L'élégance du hérisson - Muriel Barbery

Derrière les apparences
Note :

   Comme elle le dit elle-même, Renée, 54 ans, est en tout point l'archétype de la concierge : elle est vieille, laide, petite, grassouillette et cultive à souhaits des abords revêches. Elle exerce ses fonctions, depuis près de vingt-sept ans, dans cet immeuble bourgeois de la rue de Grenelle à Paris où elle entretient à loisir l'image disgracieuse que se fait généralement l'opinion qui pense que« les concierges regardent interminablement la télé pendant que leurs gros chats sommeillent et que le vestibule de l'immeuble doit sentir le pot-au-feu, la soupe aux choux ou le cassoulet des familles. » Effectivement, Renée a un gros chat qu'elle appelle Léon (en hommage à Tolstoï), allume invariablement sa télé sur TF1 en poussant le son (mais ne la regarde jamais) et revient chaque jour de son marché avec les fanes de légumes dépassant ostensiblement de son cabas.
   
   En réalité, à force de duplicité, Renée dissimule à merveille une insoupçonnable érudition. Férue de philosophie et de littérature, elle se passionne aussi pour le cinéma japonais dans un univers tout intérieur qu'elle camoufle derrière une rusticité d'apparat. Ayant grandi dans un milieu rural peu ouvert à toute forme de culture autre que celle de la terre et pourvue d'un physique peu flatteur, elle s'est construite alors bien à l'abri des autres et de leurs incompréhensions.
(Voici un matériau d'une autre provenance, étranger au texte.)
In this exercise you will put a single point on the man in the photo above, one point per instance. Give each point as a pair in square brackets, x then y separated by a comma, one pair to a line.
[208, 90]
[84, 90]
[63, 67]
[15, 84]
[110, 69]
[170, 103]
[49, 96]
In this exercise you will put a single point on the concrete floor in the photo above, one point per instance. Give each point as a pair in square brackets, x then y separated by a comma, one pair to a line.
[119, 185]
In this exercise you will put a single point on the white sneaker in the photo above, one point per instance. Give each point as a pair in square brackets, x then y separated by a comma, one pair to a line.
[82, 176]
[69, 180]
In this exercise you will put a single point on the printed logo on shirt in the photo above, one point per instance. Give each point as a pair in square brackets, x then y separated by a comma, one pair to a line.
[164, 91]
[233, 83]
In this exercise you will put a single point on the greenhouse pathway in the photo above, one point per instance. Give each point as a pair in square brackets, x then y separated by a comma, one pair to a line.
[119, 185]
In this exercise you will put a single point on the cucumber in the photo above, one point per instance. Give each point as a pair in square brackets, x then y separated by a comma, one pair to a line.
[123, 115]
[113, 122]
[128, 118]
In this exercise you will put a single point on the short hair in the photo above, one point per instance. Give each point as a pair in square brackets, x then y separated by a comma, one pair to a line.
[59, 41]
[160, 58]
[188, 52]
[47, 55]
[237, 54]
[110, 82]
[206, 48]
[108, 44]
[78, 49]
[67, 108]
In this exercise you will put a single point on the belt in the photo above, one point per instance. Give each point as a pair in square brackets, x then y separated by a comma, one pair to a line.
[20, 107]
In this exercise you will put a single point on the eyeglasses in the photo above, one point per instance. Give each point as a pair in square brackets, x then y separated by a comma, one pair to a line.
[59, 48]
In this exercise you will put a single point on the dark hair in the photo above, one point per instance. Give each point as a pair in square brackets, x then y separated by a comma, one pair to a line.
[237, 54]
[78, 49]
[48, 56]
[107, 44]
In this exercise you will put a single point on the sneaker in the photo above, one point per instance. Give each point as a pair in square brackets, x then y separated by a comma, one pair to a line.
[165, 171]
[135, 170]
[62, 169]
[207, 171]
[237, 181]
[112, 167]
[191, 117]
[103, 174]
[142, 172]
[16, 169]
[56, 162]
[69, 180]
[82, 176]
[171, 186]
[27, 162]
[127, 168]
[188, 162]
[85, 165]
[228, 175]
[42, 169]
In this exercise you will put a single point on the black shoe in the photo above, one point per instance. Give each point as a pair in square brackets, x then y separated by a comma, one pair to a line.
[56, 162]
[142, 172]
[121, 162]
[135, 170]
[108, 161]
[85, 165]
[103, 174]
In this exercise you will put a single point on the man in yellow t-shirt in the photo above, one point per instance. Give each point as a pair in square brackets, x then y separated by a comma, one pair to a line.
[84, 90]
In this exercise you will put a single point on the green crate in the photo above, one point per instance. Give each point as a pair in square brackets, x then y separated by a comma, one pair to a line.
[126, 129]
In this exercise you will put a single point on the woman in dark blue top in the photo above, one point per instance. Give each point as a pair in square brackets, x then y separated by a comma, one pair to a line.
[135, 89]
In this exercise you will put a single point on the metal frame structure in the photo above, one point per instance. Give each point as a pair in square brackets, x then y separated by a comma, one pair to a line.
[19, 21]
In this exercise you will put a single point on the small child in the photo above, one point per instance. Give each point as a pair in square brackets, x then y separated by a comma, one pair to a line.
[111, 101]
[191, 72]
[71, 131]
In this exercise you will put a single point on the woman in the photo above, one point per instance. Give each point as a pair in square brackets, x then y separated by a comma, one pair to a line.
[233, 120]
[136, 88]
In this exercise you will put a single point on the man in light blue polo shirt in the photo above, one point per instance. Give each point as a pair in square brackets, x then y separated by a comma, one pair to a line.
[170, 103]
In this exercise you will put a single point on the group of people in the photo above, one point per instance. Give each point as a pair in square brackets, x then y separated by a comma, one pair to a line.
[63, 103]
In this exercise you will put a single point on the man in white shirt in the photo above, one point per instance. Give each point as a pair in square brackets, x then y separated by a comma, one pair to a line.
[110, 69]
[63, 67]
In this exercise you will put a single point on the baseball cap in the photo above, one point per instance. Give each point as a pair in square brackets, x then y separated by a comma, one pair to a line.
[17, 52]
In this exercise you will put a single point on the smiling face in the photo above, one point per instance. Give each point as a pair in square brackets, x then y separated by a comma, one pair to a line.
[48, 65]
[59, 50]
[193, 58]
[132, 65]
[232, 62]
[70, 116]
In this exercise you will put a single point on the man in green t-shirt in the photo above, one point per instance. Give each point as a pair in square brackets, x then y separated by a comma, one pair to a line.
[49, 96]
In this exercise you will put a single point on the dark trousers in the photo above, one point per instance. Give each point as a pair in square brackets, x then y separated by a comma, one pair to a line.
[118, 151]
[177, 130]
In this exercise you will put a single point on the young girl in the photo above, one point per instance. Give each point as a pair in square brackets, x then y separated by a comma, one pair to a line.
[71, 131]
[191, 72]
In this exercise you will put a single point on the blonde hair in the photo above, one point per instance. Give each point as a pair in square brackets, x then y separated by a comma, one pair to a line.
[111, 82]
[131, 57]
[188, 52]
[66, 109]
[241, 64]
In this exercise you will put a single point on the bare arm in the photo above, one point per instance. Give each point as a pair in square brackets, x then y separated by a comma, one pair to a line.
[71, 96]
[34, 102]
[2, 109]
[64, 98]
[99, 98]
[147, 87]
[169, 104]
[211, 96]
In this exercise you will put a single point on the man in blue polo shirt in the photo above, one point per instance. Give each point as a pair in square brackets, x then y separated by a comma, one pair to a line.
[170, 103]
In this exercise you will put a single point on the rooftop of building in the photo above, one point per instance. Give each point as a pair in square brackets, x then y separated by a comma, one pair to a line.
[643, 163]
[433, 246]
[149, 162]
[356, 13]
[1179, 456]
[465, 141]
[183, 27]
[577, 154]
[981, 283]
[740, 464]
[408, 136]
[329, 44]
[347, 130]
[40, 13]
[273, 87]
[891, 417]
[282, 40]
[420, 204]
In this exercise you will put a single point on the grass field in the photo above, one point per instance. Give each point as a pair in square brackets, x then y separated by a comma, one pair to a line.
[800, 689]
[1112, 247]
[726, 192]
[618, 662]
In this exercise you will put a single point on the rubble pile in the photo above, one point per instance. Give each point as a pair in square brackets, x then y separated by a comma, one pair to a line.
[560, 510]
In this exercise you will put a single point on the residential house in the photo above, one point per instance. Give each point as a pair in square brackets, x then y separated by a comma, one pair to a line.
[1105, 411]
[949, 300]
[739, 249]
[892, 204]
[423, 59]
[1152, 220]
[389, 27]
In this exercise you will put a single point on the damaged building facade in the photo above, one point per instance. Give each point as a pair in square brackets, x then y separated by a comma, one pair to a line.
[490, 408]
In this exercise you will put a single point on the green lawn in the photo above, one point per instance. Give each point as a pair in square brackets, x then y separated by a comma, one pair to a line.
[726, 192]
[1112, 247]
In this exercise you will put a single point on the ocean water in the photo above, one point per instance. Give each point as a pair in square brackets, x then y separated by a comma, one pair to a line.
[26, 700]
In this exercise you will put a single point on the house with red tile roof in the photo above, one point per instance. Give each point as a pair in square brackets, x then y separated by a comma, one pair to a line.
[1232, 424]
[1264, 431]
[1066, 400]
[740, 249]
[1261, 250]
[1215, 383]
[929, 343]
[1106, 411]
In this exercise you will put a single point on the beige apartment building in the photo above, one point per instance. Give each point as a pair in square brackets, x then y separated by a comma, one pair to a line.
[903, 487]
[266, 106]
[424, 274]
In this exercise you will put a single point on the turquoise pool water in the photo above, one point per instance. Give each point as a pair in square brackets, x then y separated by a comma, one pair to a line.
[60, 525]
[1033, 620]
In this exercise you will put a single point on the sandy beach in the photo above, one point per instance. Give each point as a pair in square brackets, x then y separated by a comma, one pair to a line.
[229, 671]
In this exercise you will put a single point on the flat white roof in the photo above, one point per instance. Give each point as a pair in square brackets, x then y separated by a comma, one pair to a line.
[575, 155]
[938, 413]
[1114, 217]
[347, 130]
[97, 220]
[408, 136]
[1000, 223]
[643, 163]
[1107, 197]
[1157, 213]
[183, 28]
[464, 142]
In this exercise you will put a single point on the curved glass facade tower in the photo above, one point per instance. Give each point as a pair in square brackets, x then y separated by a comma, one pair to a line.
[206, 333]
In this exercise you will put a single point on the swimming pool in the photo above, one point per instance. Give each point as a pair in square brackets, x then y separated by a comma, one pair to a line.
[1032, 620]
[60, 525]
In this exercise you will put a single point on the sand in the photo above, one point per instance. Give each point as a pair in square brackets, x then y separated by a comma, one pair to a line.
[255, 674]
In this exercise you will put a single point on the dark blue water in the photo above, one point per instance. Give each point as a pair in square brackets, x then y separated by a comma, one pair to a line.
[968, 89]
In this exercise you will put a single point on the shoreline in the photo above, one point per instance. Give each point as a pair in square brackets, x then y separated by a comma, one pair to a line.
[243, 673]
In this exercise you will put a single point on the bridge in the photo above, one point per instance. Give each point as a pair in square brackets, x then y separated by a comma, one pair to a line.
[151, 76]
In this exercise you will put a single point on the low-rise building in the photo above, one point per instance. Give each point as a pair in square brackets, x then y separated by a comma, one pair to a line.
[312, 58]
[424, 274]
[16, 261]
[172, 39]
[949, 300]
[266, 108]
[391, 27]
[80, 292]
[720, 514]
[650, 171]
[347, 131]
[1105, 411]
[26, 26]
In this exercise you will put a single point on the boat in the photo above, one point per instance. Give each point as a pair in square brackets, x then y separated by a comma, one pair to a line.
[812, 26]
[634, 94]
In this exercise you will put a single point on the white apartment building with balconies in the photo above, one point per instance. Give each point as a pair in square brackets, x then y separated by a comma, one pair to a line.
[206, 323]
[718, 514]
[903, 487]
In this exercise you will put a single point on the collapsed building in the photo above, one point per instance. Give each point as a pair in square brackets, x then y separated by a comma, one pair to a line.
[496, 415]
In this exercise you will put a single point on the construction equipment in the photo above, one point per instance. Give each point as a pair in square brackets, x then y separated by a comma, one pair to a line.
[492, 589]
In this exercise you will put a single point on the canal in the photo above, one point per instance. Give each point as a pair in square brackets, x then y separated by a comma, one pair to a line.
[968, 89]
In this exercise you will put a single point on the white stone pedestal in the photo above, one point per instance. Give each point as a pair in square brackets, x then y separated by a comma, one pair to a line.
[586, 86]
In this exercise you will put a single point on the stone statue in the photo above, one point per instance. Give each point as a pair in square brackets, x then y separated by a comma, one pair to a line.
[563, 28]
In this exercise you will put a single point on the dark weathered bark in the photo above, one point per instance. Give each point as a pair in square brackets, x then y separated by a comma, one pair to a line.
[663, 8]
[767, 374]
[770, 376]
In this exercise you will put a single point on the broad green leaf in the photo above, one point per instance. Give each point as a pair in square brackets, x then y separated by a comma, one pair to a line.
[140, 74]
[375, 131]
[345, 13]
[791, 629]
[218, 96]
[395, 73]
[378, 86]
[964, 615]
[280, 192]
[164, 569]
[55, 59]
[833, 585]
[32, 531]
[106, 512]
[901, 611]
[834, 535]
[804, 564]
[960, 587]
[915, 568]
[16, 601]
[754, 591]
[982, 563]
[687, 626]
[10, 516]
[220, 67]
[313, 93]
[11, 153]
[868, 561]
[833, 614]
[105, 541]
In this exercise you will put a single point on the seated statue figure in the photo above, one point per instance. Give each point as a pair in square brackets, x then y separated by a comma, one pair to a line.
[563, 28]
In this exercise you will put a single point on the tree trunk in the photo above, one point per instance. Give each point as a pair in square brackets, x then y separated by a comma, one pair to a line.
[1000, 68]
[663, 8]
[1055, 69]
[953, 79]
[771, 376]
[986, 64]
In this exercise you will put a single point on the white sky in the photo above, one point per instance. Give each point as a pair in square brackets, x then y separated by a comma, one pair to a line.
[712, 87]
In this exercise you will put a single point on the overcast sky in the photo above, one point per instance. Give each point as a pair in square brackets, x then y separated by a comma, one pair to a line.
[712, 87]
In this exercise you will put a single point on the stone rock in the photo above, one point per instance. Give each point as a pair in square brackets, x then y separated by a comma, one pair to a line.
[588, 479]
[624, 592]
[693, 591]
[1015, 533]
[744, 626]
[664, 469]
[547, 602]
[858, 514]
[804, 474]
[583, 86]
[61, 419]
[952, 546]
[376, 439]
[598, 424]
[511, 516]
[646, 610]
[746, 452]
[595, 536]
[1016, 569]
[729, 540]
Ainsi a t-elle vécu jusque-là « cinquante-quatre ans de clandestinité et de triomphes muets dans l'intérieur capitonné d'un esprit esseulé » feignant d'être niaise et rustre pour mieux se préserver.
   
   Parallèlement, dans cet immeuble aisé, les locataires (député, ancien ministre…) sont quant à eux assez proches de leur propre caricature. Enfermés pour certains dans les rouages du snobisme, ils peuvent être indifférents, voire parfois méprisants envers le « petit personnel ». Pourtant, il y a parmi eux la petite Paloma (12 ans) qui déverse à l'encontre de l'univers qui l'entoure de bien acerbes diatribes. Elle est en pleine rébellion contre son milieu qu'elle juge désespérément superficiel, désolant et en a même quelques idées suicidaires. Aussi, par cette forme de précocité qui est sienne, elle a bien su percevoir la double personnalité de Renée. « Mme Michel, elle a l'élégance du hérisson : à l'extérieur elle est bardée de piquants, une vraie forteresse, mais j'ai l'intuition qu'à l'intérieur, elle est aussi simplement raffinée que les hérissons, qui sont des petites bêtes faussement indolentes, farouchement solitaires et terriblement élégantes. »
   
   Le livre se construit alors au gré de ces deux voix, alternant les réflexions perspicaces de Renée et celles de Paloma, beaucoup plus cyniques encore, qu'elle consigne dans son journal.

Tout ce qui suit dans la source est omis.